The GCC region has posted a budget surplus of 25.3% of GDP in 2008 compared to 17.7% of GDP in 2007 due to high oil prices and increased oil production levels, coupled with a surge in non-oil revenues. High oil revenues earned by the region in the past resulted in strong capital spending. Fiscal surplus dropped to a 3.3% of GDP in 2009 due to the global financial crisis and the slump in the world oil market. The region is expected to realize a higher surplus of 4% of GDP each in 2010 and 2011 due to a recovery in the global oil demand and the corresponding increase in oil revenues. The region is aware of the fiscal reforms needed to reduce dependence on the oil sector to achieve fiscal discipline. Goal of achieving diversification is well in progress in the region despite the global financial and economic crisis, which made little impact on the economies of the region compared to the rest of the world.

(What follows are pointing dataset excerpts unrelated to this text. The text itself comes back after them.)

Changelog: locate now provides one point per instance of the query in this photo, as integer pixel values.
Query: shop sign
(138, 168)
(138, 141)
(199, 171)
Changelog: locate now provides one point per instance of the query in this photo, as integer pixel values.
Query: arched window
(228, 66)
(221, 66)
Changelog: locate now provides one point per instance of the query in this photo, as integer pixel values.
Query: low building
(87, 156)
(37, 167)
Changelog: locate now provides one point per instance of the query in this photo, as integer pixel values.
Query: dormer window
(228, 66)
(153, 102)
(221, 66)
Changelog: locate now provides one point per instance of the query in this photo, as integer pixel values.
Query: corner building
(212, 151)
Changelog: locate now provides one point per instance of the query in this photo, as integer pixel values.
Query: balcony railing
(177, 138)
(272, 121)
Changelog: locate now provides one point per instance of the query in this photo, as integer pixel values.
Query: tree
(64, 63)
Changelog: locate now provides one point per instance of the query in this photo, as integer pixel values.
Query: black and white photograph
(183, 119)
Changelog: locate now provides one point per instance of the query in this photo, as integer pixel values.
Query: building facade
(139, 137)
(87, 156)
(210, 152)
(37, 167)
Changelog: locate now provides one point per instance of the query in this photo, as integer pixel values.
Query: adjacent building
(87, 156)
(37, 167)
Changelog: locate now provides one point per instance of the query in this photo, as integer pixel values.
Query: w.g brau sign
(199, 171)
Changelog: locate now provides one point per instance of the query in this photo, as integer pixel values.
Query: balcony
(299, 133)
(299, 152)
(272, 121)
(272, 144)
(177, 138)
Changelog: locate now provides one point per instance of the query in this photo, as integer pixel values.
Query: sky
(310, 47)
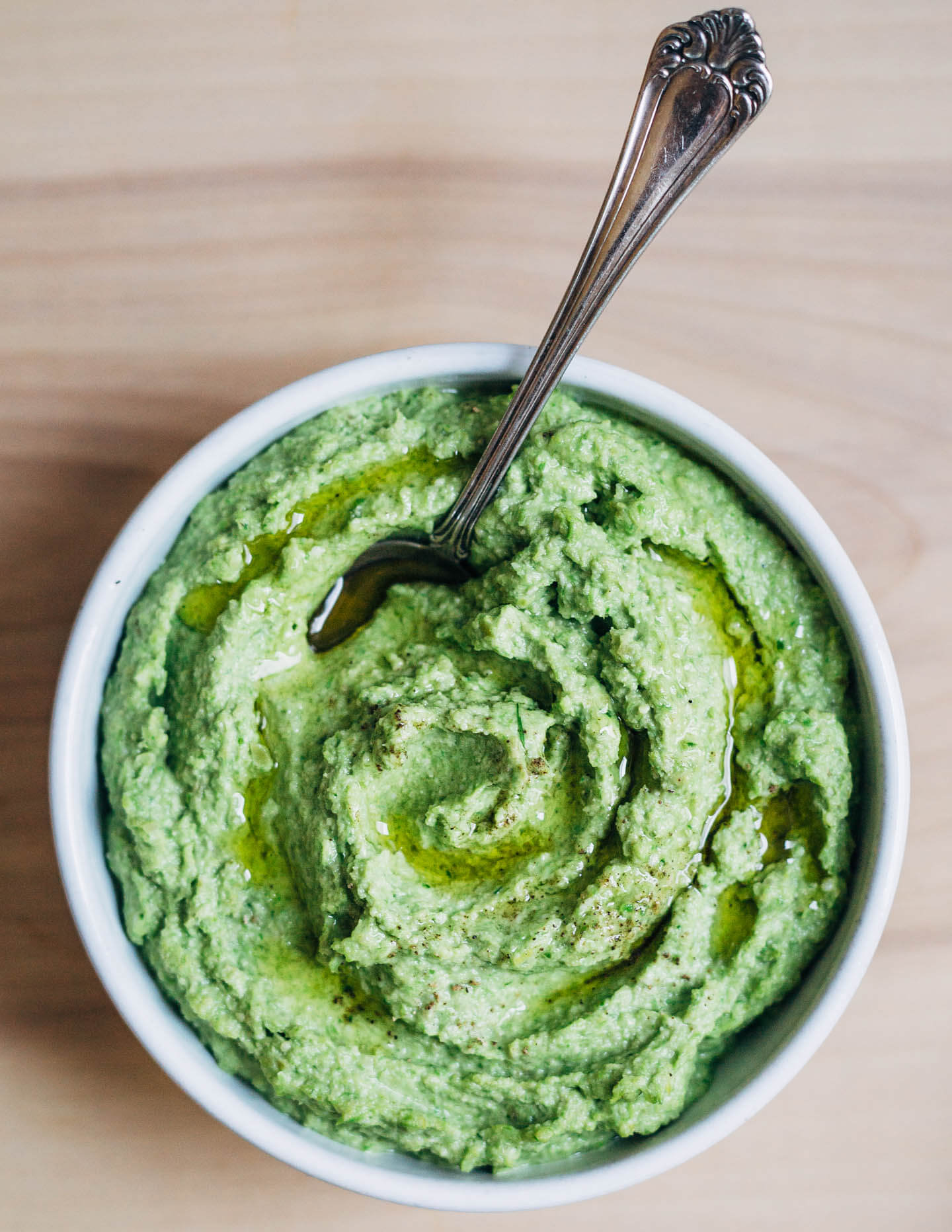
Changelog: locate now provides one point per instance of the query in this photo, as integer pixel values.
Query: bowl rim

The monetary policy of the region will remain focused on maintaining a fixed exchange rate regime with the US Dollar. Kuwait was the sole exception to this, as Kuwaiti Dinar was de-pegged to the US Dollar on 20th of May 2007. The GCC central banks' policy of limited foreign borrowing has kept liabilities low and thus contributed significantly to the long-term stability of the GCC currencies against the US Dollar. Although the US Dollar depreciated against the Euro, the Japanese Yen and the UK's Pound Sterling during the past three years, the USA is a major trading partner in the GCC region, therefore the GCC currencies’ peg to the US Dollar is in the interest of the GCC countries. A robust global oil market demand will enable further growth of the region’s foreign currency reserves, and ensure that there is no pressure on the currencies' peg. Moreover, none of them will revalue unilaterally, as they continue to plan for a GCC single currency. Total reserves minus gold of this region stood at US$ 107.24 billion at the end of 2008 compared to US$ 100.76 billion at the end of 2007. These reserves declined slightly to US$101.5 billion in 2009, and are expected at $100.2 billion and $101.3 billion in 2010 and 2011, respectively.

External Accounts

The UAE has enjoyed huge surpluses on trade and current accounts during 2004 to 2008 on the back of high oil export, non-oil and re-export earnings. But due to the global financial and economic crisis, and the world oil market slump, a deficit of (-$7 billion) (-3.1% of GDP) was realized in 2009 compared to a surplus of $22.2 billion (8.5% of GDP) in 2008. However, the balance of current account is expected to rebound and achieve surpluses of $19.8 billion (7.8% of GDP) and $20.9 billion (7.7% of GDP) in 2010 and 2011, respectively, on the back of expected increase in earnings from oil, non-oil exports and re-exports.